In this Oct. 29, 2013 photo, Bart Roccoberton Jr., director of the University of Connecticut’s Puppet Arts Program, stands in the school’s workshop in Storrs, Conn. UConn is one of two schools in the nation to offer degrees in puppetry. (AP Photo/Pat Eaton-Robb)
STORRS, Conn. (AP) — Tim Lagasse knows how to get to Sesame Street. He worked there.
For him and many other puppeteers, the road goes through the University of Connecticut, one of two schools in the nation from which a student can earn a degree in puppet arts.
“They call us the UConn mafia,” said Lagasse, a 1992 graduate who now works for Disney, bringing to life the main character in the children’s TV show “Crash & Bernstein.” ”You end up on any type of puppet project, and about 20 percent of the people on the job went to the University of Connecticut.”
That number may soon grow as the university expands its puppetry program, which has become an international showcase for the school. Part of that involves moving its Ballard Puppetry Institute and Museum to the new Storrs Center development.
The museum, which is named for program founder and famed puppeteer Frank Ballard, houses a collection of more than 2,000 puppets from around the world. The new building also will include a performance space.
“We want to do kids performances, performances for adults, artist residencies, where a puppeteer working on a new show can work in the space,” said John Bell, the museum’s director, who also will teach classes in the new center. “We want this to be, not a daily part, but at least a regular part of life on campus.”
Both the museum and the Puppet Arts Program have been located since 2002 in the remote Depot campus several miles from the main campus. Before that, the program had been run out of the basement of a dormitory.
Puppet Arts program director Bart Roccoberton Jr. transformed the space into classrooms and workshops, which are filled with the products of his students’ imaginations. Visitors are greeted by a hallway lined with rod puppets from a recent production of “A Christmas Carol” and a 7-foot polar bear that stands guard in one corner. Roccoberton’s desk is in the building’s studio, somewhere under the marionettes and the foam head of a 12-foot-tall red queen from a corporate skit put together for an insurance company.
“Puppet people never throw away anything,” he joked. “We allow them to stay creatively engaged. If things are moving or shifting, I don’t ask them to clean.”
Twenty-four students are enrolled in the program. One master’s student is working on building a 25-foot dragon to be used in a performance of the musical “Shrek” in Florida. Other students are creating puppet dogs for an upcoming school production of “Legally Blonde.”
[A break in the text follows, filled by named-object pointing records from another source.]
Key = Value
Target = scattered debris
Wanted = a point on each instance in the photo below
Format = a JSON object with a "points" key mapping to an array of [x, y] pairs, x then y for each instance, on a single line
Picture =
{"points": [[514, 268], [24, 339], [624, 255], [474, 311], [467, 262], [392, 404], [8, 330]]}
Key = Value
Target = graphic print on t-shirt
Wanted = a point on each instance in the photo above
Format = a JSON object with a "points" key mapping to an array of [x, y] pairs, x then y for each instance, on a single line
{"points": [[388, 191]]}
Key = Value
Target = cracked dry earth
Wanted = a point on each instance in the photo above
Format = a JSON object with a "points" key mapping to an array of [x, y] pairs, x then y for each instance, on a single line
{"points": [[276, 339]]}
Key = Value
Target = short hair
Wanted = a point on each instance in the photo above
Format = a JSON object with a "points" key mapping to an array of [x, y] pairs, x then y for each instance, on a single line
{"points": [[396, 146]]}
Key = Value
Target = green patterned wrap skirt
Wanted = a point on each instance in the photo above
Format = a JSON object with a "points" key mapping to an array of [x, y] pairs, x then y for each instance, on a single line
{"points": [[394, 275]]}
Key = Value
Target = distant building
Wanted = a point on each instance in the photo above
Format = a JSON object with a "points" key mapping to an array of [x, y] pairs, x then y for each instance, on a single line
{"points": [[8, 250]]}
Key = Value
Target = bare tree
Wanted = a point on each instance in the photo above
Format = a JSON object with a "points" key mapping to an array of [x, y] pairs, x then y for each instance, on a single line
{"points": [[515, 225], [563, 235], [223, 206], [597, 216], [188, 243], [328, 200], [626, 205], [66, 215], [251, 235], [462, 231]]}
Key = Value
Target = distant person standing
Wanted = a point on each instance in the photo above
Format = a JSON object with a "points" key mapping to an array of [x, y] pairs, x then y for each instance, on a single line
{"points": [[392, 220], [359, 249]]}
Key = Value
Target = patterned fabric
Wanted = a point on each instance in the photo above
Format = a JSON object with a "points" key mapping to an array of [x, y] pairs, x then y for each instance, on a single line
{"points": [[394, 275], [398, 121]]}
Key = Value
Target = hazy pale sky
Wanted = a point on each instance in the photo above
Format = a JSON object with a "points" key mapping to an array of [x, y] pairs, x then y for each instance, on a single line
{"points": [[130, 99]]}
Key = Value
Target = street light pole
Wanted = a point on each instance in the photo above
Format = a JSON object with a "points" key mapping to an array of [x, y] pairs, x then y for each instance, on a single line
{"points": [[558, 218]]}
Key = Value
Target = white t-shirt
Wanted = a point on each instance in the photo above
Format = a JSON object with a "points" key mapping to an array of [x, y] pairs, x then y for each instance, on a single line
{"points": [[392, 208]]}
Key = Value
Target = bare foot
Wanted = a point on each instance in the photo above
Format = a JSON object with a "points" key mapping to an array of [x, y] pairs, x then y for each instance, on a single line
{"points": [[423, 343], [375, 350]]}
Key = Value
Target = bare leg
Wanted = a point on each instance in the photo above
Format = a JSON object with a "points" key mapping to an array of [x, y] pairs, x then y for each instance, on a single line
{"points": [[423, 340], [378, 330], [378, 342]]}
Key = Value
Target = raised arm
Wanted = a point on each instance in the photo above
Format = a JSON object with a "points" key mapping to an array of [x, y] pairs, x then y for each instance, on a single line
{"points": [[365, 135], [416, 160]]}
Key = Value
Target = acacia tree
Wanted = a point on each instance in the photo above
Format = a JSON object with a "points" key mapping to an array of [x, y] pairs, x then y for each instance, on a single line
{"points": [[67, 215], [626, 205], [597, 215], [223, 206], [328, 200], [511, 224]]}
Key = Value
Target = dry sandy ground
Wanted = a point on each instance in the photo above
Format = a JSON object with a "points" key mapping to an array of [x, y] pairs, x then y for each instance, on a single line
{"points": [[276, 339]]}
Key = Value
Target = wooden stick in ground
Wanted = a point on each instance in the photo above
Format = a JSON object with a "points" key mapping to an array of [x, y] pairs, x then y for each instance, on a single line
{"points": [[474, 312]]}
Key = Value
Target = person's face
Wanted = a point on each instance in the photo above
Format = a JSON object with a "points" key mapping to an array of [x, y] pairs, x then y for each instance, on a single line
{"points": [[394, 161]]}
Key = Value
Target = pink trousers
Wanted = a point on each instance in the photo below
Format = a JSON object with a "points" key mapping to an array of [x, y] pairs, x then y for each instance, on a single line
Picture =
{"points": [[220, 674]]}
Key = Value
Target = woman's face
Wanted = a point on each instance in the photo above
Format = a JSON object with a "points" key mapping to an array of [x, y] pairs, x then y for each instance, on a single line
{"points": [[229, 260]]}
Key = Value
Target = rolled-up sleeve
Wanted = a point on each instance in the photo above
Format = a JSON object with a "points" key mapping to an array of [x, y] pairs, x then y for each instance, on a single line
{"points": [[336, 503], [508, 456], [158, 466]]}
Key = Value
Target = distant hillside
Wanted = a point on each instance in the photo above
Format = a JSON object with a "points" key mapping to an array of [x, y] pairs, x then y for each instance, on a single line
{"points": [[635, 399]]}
Most of the classes are taught by Roccoberton, who studied under Ballard at UConn and took over in 1990 after his mentor retired and students waged a successful fight at the state Capitol to keep the program funded.
Roccoberton frequently brings in guest lecturers to teach their specialties, such as stop-action animation, biomechanics or music composition.
“Most puppeteers are trained through apprenticeships, which give you a real specific type of knowledge about a certain type of puppetry,” Lagasse said. “At UConn, you learn everything from building to performance to how to do puppetry for the camera.”
This fall, the school doubled the full-time puppetry faculty, adding renowned puppeteer Margarita Blush as an assistant professor who will focus on performance and directing.
“The potential for influencing the future of American puppetry is now partly with me, and that is super exciting,” Blush said.
While the museum will move in December, the Puppet Arts program will remain in its current space. Roccoberton said they have been asked to increase enrollment and are still deciding how to do that.
In two years, the puppetry program will celebrate its 50th anniversary. To mark the occasion, UConn will host the 2015 national festival of Puppeteers of America and an international puppet festival.
“The school, the president, the dean, have all embraced us, which wasn’t always the case,” Roccoberton said. “We were constantly on the cutting block. But they would decide that we were getting good international press and were not costing them any money, so they let us keep going. And now, here we are.”